Never ending circles
If an appeal does go all the way to a hearing it can take a very long time. Indeed, it can take so long that some claimants begin the process of being reassessed during, or immediately after, an appeal has been heard.

One member had already completed another ESA50 questionnaire before their hearing took place. They then had to attend a further medical just one week after winning their appeal to be moved to the support group:

“​The appeal process took well over a year. The Judge did apologise for this at the tribunal. And in fact I did have to complete another ESA50 because I was due to have my next ATOS assessment the following week! Although the tribunal ruled in my favour I still had to attend and as I could not give the doctor anything in writing from the tribunal, still had to undergo a rigorous assessmen​t.”​

Another member waited over a year to have their appeal upheld and received an ESA50 to complete within a week of doing so. As a result they had another medical and were placed back in the WRAG. However, when they made a formal complaint they were returned to the support group.

Yet another member also took over a year to get to a hearing and have the decision to place them in the WRAG overturned. However, because the judge quoted the WRAG regulations in the decision notice, instead of the support group regulations, they are still waiting to have the tribunal’​s error corrected and be moved.

One member waited 10 months for tribunal, but was unsuccessful. They have now appealed to the upper tier and, eight months further down the line, are still waiting for this appeal to be heard.

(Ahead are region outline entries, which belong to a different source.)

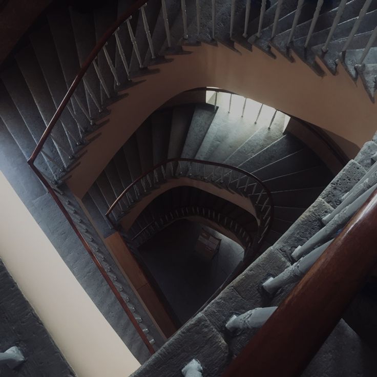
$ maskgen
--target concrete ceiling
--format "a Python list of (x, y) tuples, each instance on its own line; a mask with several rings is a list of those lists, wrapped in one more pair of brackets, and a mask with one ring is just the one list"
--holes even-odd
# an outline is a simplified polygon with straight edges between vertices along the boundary
[(0, 64), (52, 0), (0, 0)]

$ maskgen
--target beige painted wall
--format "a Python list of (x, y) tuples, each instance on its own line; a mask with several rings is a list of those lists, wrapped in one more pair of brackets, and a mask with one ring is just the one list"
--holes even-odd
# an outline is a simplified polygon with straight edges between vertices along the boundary
[[(169, 99), (200, 87), (227, 89), (330, 131), (359, 146), (376, 129), (377, 107), (359, 80), (341, 66), (338, 74), (323, 77), (299, 58), (291, 63), (276, 52), (273, 59), (258, 49), (241, 54), (219, 45), (185, 47), (189, 55), (174, 56), (160, 72), (131, 88), (130, 95), (111, 107), (111, 121), (68, 183), (81, 197), (117, 151), (145, 118)], [(273, 50), (274, 51), (274, 50)], [(319, 64), (323, 67), (319, 61)], [(326, 70), (324, 68), (325, 72)]]
[(137, 202), (135, 206), (131, 208), (130, 212), (127, 213), (127, 216), (124, 216), (122, 219), (121, 224), (123, 228), (126, 231), (129, 230), (138, 216), (153, 199), (161, 195), (161, 194), (172, 190), (172, 188), (181, 186), (194, 187), (205, 192), (210, 193), (213, 195), (233, 203), (253, 215), (256, 218), (258, 224), (259, 223), (259, 220), (257, 218), (254, 206), (248, 198), (232, 194), (227, 190), (217, 187), (209, 182), (204, 182), (198, 179), (191, 179), (191, 178), (181, 177), (176, 179), (170, 180), (165, 183), (161, 184), (160, 187), (153, 190), (150, 194), (143, 198), (142, 200)]
[(0, 192), (0, 257), (78, 377), (129, 375), (139, 363), (1, 172)]

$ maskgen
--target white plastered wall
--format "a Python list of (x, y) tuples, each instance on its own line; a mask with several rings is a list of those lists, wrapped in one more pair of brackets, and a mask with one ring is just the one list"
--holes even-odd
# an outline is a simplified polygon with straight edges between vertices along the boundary
[(77, 376), (130, 375), (139, 363), (1, 172), (0, 192), (0, 258)]
[(326, 74), (321, 77), (298, 58), (291, 63), (277, 52), (274, 59), (256, 48), (250, 52), (236, 47), (241, 53), (221, 45), (185, 47), (193, 53), (174, 56), (173, 62), (160, 65), (158, 73), (148, 76), (129, 91), (130, 95), (112, 105), (110, 121), (67, 182), (72, 191), (81, 197), (150, 114), (169, 99), (195, 88), (232, 91), (330, 131), (359, 147), (373, 136), (377, 107), (361, 80), (354, 82), (342, 66), (336, 76), (324, 67)]

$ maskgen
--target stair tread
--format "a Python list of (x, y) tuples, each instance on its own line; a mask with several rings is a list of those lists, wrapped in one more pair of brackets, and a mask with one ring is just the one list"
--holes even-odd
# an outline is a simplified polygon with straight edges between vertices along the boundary
[(195, 106), (181, 157), (194, 158), (215, 116), (213, 107), (206, 103)]

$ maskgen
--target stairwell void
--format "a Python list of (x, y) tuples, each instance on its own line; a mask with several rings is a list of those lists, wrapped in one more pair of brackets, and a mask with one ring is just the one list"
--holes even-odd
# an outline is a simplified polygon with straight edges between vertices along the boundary
[[(135, 375), (178, 375), (196, 358), (215, 377), (257, 331), (229, 336), (231, 316), (280, 305), (302, 275), (268, 294), (267, 280), (289, 275), (300, 247), (317, 255), (376, 184), (376, 4), (145, 3), (41, 16), (0, 72), (1, 167), (143, 363)], [(307, 142), (286, 114), (362, 148), (334, 170), (328, 139)], [(244, 252), (178, 328), (140, 255), (189, 218)], [(337, 360), (345, 375), (374, 375), (354, 313), (303, 375)]]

They are now worried that time is running out:

“​I am on Contributions based ESA WRAG so am really worried that I am in the firing line for the April 2012 changes . . . I will lose £​37 a week from my War Pension if they do not see sense and place me into the Support Group, it really is a matter of life and death come April as I am already struggling as it is.”​

Tips on appealing
If you are considering challenging a decision to place you in the WRAG instead of the support group then we would obviously recommend that you get advice from a welfare rights worker, if you possibly can, and also make use of our guides to ESA claims and appeals.

In addition, you need to be as sure as you can be that there is strong evidence to support your existing award of the work-related activity component. That might mean collecting more evidence even though you may never need it.

Then you need to be sure that you have at least a reasonable case to argue for moving into the support group. Go through the support group descriptors, which you’​ll find listed in our guide to understanding ESA or on this page.

Decide which descriptor, or descriptors, apply to you. Then begin compiling the evidence that you think would persuade a tribunal that they apply. That can be evidence already in your ESA50 questionnaire, from your daily life, from friends and relatives and from health professionals.

Consider including supporting evidence with your GL24 appeal form, it certainly seems to have done the trick for some of our members.

Finally, don’​t take advice about your appeal from the DWP unless you can corroborate it from an agency that is independent and likely to actually understand the law.